Epstein Barr virus antisense transcription

Epstein Barr病毒反义转录

• 批准号: 9206435
• 负责人: ERIK K FLEMINGTON
• 金额: $ 37.63万
• 依托单位: TULANE UNIVERSITY OF LOUISIANA
• 依托单位国家: 美国
• 财政年份: 2014
• 资助国家: 美国
• 起止时间: 2014-02-18 至 2019-01-31
• 项目状态: 已结题
• 来源: https://reporter.nih.gov/project-details/9206435
• 关键词: Acquired Immunodeficiency Syndrome; Architecture; B-Lymphocytes; Code; Complex; DNA biosynthesis; DNA sequencing; Fractionation; Genes; Genetic Transcription; Human Herpesvirus 4; Immune Targeting; Immune system; Infection; Life Cycle Stages; Lymphoma; MicroRNAs; Modeling; Molecular; Molecular Target; Northern Blotting; Oncogenic; Pathogenicity; Patients; Phase; Play; Process; Production; Property; Proteins; RNA; Role; Signal Transduction; Texture; Therapeutic; Time; Transcript; Untranslated RNA; Viral; Viral Proteins; Virion; Virus; Virus Replication; public health relevance; response; tool; trafficking; viron

DESCRIPTION: Reactivation in B-cells is critical for the Epstein Barr virus (EBV) life cycle and it plays a role in amplifying viral titers in AIDS patients. The repertoire of EBV genes thought to be involved in viral replication consists primarily of approximately 80-90 protein-coding genes. These viral proteins play very diverse roles in virus production including roles in DNA replication, RNA transcription, molecular trafficking, virion assembly, viral egress, host shut-off etc. This is not to mention roles as viron components; both components that form the virus architecture as well as those that are involved in inducing the rapid signaling responses immediately following new infection. We hypothesize that in addition to this group of known protein coding genes, EBV encodes a previously unappreciated group of long non-coding transcripts that will ultimately be found to play an equally diverse set of functions in virus replication. Conceptually this would be important because it would change the texture and the details of how most of us visualize the reactivation process. From a practical standpoint, it would give us a new class of molecular targets that may offer the application of alternative therapeutic approaches against EBV.

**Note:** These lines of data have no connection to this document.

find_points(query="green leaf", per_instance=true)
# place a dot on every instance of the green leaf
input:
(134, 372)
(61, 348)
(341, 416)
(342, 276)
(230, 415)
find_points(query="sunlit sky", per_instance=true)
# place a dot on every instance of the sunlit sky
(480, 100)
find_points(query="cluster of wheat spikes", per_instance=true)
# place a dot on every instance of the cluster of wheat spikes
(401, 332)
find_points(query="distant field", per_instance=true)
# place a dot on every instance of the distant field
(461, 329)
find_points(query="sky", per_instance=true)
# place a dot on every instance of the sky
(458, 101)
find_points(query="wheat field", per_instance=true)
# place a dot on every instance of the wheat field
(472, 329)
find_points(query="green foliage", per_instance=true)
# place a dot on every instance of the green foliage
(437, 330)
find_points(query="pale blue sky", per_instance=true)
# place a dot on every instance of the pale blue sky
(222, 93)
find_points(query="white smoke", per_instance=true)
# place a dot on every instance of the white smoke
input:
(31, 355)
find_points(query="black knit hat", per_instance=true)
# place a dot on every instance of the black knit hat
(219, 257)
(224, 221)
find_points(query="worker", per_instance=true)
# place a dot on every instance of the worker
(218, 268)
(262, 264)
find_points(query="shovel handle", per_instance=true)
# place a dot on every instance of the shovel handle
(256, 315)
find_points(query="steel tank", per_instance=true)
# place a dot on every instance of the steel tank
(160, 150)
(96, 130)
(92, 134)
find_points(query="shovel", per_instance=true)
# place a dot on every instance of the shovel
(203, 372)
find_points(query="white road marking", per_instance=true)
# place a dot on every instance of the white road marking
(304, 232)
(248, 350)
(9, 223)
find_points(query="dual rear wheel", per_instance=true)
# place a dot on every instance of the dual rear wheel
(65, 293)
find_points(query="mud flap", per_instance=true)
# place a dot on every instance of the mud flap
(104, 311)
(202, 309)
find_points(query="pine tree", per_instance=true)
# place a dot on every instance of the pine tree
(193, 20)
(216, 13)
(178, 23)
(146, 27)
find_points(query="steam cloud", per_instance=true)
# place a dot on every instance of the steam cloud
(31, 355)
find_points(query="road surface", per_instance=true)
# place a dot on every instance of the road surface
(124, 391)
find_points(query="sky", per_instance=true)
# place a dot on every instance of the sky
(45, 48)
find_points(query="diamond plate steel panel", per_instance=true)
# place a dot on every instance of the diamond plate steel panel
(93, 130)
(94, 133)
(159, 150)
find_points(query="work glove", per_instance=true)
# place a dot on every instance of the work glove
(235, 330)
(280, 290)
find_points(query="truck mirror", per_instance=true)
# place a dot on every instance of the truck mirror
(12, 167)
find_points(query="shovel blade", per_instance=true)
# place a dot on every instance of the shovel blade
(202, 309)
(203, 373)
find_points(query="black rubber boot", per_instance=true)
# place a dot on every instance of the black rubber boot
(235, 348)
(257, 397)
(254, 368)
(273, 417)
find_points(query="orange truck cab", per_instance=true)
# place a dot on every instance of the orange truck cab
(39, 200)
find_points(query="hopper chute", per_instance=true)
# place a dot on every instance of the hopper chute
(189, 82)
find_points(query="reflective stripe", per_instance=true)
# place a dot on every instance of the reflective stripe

描述：B细胞中的再活化对爱泼斯坦巴尔病毒（EBV）的生命周期至关重要， 在艾滋病患者体内起着放大病毒滴度的作用。EB病毒基因库被认为是 参与病毒复制的基因主要由大约80-90个蛋白质编码基因组成。这些病毒蛋白质在病毒生产中发挥着非常不同的作用，包括DNA复制、RNA转录、分子运输、病毒体组装、病毒外出、宿主关闭等。更不用说作为病毒体组分的作用了;这两种组分形成病毒结构，以及那些参与诱导新感染后立即发生的快速信号反应的组分。我们假设，除了这组已知的蛋白质编码基因，EBV编码一个以前不受重视的长非编码转录本，最终将被发现在病毒复制中发挥同样多样的功能。从概念上讲，这是很重要的，因为它会改变我们大多数人如何想象重新激活过程的结构和细节。从实际的角度来看， 为我们提供了一类新的分子靶点，可能为针对EBV的替代治疗方法提供应用。